Closure which discards the return is slower?


#1
using FunctionWrappers

struct CallbackF64 f::FunctionWrappers.FunctionWrapper{Void,Tuple{Array{Float64}}} end
(cb::CallbackF64)(v) = cb.f(v)

f!(u) = (u.=u.^2)
f = CallbackF64(f!)
u = Float64[1,2,3]
f(u) # Errors

g!(u) = (u.=u.^2; nothing)
g = CallbackF64(g!)
g(u)
g!(u)

h! = (u) -> (f!(u);nothing)
h = CallbackF64(h!)
h(u)
h!(u)

using BenchmarkTools
@benchmark f!($u)

BenchmarkTools.Trial: 
  memory estimate:  0 bytes
  allocs estimate:  0
  --------------
  minimum time:     10.949 ns (0.00% GC)
  median time:      12.083 ns (0.00% GC)
  mean time:        14.726 ns (0.00% GC)
  maximum time:     541.074 ns (0.00% GC)
  --------------
  samples:          10000
  evals/sample:     1000

@benchmark g!($u)

BenchmarkTools.Trial: 
  memory estimate:  0 bytes
  allocs estimate:  0
  --------------
  minimum time:     10.572 ns (0.00% GC)
  median time:      11.328 ns (0.00% GC)
  mean time:        13.529 ns (0.00% GC)
  maximum time:     722.690 ns (0.00% GC)
  --------------
  samples:          10000
  evals/sample:     1000

@benchmark h!($u)

BenchmarkTools.Trial: 
  memory estimate:  0 bytes
  allocs estimate:  0
  --------------
  minimum time:     26.053 ns (0.00% GC)
  median time:      28.318 ns (0.00% GC)
  mean time:        37.032 ns (0.00% GC)
  maximum time:     1.934 μs (0.00% GC)
  --------------
  samples:          10000
  evals/sample:     1000

Why is h so much slower?


#2

Not sure if I’m misunderstanding you, but it doesn’t seem like that discarding the return is the reason for the performance hit but rather the difference between:
f(u) = u and f = (u) -> u

Another example:

julia> f!(u) = (u.=u.^2)
f! (generic function with 1 method)

julia> g!(u) = (f!(u))
g! (generic function with 1 method)

julia> h! = (u) -> (f!(u))
(::#3) (generic function with 1 method)

julia> u = Float64[1,2,3]
3-element Array{Float64,1}:
 1.0
 2.0
 3.0

julia> using BenchmarkTools

julia> @benchmark f!($u)
BenchmarkTools.Trial:
  memory estimate:  0 bytes
  allocs estimate:  0
  --------------
  minimum time:     10.922 ns (0.00% GC)
  median time:      11.223 ns (0.00% GC)
  mean time:        11.282 ns (0.00% GC)
  maximum time:     76.766 ns (0.00% GC)
  --------------
  samples:          10000
  evals/sample:     999

julia> @benchmark g!($u)
BenchmarkTools.Trial:
  memory estimate:  0 bytes
  allocs estimate:  0
  --------------
  minimum time:     10.923 ns (0.00% GC)
  median time:      11.219 ns (0.00% GC)
  mean time:        11.348 ns (0.00% GC)
  maximum time:     61.750 ns (0.00% GC)
  --------------
  samples:          10000
  evals/sample:     999

julia> @benchmark h!($u)
BenchmarkTools.Trial:
  memory estimate:  0 bytes
  allocs estimate:  0
  --------------
  minimum time:     29.161 ns (0.00% GC)
  median time:      29.177 ns (0.00% GC)
  mean time:        30.473 ns (0.00% GC)
  maximum time:     110.651 ns (0.00% GC)
  --------------
  samples:          10000
  evals/sample:     995

Also not sure why FunctionWrappers is necessary in your example, you call the in-place versions anyways.


#3

Huh, I’m surprised that doesn’t inline the function call and end up as not cost… ?

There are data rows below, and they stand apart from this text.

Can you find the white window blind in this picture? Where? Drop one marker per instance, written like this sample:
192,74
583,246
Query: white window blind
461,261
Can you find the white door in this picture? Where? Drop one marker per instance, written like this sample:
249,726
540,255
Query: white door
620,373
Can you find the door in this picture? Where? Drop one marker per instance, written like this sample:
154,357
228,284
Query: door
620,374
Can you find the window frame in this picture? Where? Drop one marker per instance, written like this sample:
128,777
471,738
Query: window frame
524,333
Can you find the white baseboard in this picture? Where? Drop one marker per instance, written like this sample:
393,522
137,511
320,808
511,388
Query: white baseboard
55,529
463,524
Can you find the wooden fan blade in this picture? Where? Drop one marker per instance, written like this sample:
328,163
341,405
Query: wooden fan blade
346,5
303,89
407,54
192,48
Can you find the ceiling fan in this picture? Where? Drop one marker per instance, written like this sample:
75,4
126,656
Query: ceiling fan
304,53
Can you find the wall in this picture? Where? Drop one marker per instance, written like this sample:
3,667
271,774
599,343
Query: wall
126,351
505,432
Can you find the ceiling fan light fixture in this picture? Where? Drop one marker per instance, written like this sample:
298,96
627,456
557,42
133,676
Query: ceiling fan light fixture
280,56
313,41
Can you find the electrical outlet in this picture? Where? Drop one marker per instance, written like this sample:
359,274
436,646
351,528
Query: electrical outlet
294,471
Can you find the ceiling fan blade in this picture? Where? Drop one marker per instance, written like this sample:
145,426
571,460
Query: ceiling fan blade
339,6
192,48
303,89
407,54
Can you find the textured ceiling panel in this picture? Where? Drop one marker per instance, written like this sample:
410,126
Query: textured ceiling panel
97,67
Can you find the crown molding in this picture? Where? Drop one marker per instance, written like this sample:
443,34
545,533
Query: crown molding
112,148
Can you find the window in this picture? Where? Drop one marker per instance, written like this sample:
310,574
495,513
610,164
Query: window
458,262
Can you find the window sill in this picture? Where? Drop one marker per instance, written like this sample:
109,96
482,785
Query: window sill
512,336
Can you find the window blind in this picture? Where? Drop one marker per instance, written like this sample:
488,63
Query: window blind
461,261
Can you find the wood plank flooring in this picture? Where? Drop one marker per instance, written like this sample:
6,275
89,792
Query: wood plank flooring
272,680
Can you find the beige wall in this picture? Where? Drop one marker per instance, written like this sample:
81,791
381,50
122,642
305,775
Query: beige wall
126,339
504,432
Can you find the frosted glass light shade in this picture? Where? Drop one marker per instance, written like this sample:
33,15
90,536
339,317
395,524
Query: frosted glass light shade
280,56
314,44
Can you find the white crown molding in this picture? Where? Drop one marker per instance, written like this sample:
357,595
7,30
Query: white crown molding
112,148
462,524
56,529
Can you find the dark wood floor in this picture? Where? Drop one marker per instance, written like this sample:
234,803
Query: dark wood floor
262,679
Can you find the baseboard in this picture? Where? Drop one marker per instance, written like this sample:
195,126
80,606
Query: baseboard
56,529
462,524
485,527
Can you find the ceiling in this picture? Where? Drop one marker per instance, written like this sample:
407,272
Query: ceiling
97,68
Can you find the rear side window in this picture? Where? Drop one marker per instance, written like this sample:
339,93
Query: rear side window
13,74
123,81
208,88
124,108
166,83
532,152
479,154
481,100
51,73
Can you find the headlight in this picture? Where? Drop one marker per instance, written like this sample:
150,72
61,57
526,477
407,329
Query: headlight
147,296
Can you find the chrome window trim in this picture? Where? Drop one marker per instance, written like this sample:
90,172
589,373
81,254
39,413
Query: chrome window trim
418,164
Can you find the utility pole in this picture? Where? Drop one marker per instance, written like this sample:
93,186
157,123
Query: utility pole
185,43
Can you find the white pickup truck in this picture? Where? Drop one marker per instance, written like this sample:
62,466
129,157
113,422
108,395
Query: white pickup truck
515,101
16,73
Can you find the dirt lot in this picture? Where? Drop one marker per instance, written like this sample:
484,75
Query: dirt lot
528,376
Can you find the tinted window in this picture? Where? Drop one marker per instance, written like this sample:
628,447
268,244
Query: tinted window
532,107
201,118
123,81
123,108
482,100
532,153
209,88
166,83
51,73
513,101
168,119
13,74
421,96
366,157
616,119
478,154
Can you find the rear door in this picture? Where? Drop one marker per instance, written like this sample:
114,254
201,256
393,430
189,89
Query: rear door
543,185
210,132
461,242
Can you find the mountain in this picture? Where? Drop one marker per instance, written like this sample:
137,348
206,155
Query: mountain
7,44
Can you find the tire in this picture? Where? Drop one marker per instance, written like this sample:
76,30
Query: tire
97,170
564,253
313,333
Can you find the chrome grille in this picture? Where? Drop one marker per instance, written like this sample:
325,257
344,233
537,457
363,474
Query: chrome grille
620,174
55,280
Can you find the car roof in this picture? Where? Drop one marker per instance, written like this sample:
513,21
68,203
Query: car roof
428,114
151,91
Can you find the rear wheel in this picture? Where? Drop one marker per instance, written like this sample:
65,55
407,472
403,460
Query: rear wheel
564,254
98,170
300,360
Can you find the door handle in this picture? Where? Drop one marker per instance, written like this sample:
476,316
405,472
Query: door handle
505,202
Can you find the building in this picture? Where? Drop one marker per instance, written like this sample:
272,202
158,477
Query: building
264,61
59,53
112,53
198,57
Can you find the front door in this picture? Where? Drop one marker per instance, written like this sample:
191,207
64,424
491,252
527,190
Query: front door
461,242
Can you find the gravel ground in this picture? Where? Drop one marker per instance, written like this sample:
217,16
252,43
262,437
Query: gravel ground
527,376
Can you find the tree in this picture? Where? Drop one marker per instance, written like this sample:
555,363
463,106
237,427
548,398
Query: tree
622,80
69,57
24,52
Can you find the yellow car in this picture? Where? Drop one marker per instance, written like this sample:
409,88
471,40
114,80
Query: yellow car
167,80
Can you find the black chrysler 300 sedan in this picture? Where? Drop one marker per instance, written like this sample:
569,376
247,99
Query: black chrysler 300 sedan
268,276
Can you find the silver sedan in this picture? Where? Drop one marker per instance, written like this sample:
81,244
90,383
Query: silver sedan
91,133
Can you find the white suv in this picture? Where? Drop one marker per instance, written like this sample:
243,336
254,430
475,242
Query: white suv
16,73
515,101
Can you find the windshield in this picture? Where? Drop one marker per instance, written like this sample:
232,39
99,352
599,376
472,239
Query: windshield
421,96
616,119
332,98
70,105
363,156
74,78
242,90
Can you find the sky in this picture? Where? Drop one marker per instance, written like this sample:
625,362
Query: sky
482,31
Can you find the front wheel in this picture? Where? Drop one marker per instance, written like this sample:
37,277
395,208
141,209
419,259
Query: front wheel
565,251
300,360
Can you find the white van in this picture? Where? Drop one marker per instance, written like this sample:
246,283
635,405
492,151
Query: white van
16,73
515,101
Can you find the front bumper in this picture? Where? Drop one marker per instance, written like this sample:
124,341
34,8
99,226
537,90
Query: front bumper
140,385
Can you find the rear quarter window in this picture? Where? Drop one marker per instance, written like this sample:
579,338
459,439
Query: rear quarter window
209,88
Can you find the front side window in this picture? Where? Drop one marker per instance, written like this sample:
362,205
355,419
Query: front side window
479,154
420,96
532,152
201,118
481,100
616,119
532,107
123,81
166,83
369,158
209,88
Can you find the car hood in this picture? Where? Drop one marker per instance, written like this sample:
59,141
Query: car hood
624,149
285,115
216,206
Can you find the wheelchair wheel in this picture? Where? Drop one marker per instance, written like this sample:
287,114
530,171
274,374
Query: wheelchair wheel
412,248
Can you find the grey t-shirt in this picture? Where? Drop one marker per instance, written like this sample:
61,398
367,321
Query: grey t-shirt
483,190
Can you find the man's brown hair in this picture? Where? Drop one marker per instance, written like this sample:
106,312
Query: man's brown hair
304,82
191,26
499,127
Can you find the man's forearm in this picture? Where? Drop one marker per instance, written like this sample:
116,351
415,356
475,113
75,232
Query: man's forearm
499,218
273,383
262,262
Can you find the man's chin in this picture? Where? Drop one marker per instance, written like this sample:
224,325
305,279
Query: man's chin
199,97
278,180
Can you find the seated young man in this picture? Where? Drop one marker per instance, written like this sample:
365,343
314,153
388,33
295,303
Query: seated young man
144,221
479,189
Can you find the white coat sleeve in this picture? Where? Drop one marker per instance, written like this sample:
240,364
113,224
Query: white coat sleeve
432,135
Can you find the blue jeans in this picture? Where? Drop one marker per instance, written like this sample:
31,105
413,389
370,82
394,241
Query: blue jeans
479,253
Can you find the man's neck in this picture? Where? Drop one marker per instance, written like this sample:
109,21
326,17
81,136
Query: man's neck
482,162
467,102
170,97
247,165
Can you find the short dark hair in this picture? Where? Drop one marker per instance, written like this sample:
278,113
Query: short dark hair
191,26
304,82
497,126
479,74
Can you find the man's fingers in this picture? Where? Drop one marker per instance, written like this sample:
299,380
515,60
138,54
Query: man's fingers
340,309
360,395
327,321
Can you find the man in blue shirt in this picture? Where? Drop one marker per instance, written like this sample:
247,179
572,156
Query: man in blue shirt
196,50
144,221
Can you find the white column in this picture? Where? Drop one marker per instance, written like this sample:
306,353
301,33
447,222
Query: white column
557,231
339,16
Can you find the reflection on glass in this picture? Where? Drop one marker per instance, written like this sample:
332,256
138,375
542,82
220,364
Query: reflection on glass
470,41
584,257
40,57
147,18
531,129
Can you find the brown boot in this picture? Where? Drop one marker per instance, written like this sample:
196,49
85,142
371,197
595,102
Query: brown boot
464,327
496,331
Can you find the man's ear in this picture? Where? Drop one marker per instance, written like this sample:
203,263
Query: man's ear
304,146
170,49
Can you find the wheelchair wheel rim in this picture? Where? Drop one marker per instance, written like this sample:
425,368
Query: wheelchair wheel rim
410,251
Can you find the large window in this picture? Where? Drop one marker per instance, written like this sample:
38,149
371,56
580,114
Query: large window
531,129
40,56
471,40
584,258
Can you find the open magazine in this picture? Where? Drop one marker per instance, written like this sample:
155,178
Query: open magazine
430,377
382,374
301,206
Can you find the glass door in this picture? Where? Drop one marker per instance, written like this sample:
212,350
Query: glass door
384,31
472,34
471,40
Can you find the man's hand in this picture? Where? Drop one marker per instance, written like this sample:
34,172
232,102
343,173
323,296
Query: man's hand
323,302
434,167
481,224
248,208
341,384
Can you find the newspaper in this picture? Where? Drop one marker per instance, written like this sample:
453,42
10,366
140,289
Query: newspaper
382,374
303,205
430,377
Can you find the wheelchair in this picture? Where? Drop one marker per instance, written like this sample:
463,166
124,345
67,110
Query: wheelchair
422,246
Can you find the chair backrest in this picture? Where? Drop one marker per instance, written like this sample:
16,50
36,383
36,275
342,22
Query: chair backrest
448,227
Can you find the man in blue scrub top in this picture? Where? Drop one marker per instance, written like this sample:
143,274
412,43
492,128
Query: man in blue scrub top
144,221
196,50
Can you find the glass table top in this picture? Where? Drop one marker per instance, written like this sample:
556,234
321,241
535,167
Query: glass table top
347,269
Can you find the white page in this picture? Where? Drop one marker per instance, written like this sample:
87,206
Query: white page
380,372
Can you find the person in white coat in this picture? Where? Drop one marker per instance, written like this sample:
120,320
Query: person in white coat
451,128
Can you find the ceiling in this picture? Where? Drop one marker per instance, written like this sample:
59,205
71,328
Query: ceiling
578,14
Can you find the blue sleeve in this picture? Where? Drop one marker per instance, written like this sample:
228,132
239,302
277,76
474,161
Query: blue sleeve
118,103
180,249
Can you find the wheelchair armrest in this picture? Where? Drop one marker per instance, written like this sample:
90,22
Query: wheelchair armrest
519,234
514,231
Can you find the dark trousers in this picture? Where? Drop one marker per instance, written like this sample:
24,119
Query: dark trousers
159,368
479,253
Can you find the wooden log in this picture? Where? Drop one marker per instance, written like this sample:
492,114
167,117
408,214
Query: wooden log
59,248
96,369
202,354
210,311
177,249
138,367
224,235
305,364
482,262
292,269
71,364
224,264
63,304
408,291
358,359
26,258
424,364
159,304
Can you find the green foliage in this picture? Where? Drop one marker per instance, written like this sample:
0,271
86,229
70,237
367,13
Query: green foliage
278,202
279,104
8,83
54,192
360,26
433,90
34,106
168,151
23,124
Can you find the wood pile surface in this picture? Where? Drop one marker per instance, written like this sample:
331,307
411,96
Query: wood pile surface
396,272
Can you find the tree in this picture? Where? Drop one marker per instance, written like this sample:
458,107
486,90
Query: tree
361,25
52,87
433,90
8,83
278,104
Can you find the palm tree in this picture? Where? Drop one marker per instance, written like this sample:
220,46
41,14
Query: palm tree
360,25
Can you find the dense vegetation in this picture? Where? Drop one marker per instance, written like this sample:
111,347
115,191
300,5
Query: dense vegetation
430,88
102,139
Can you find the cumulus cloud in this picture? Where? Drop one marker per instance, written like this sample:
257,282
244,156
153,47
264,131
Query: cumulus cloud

I want to do this as an option to stop specialization on functions in DiffEq, but I cannot guarantee that a user’s mutating function will actually return nothing even if it doesn’t matter what they return, and the FunctionWrapper does care about that.


#4

Hm okay, so does this solve the issue for now? (a combination of your g! and h!)

julia> k!(u) = (f!(u);nothing)
k! (generic function with 1 method)

julia> @benchmark k!($u)
BenchmarkTools.Trial:
  memory estimate:  0 bytes
  allocs estimate:  0
  --------------
  minimum time:     10.915 ns (0.00% GC)
  median time:      11.216 ns (0.00% GC)
  mean time:        11.518 ns (0.00% GC)
  maximum time:     50.934 ns (0.00% GC)
  --------------
  samples:          10000
  evals/sample:     999

#5

Hmm, interesting. I’ll need to see if that holds true in the scope of another function.


#6

@benchmark $h!($u)


#7

In your example, f! is a normal function, but h! is a global variable that could contain anything. You’re at least paying the cost of dynamic dispatch.


#8

Yeah, that’s it. Anonymous functions aren’t global constants like named functions, so this was just a benchmarking mistake. Thanks!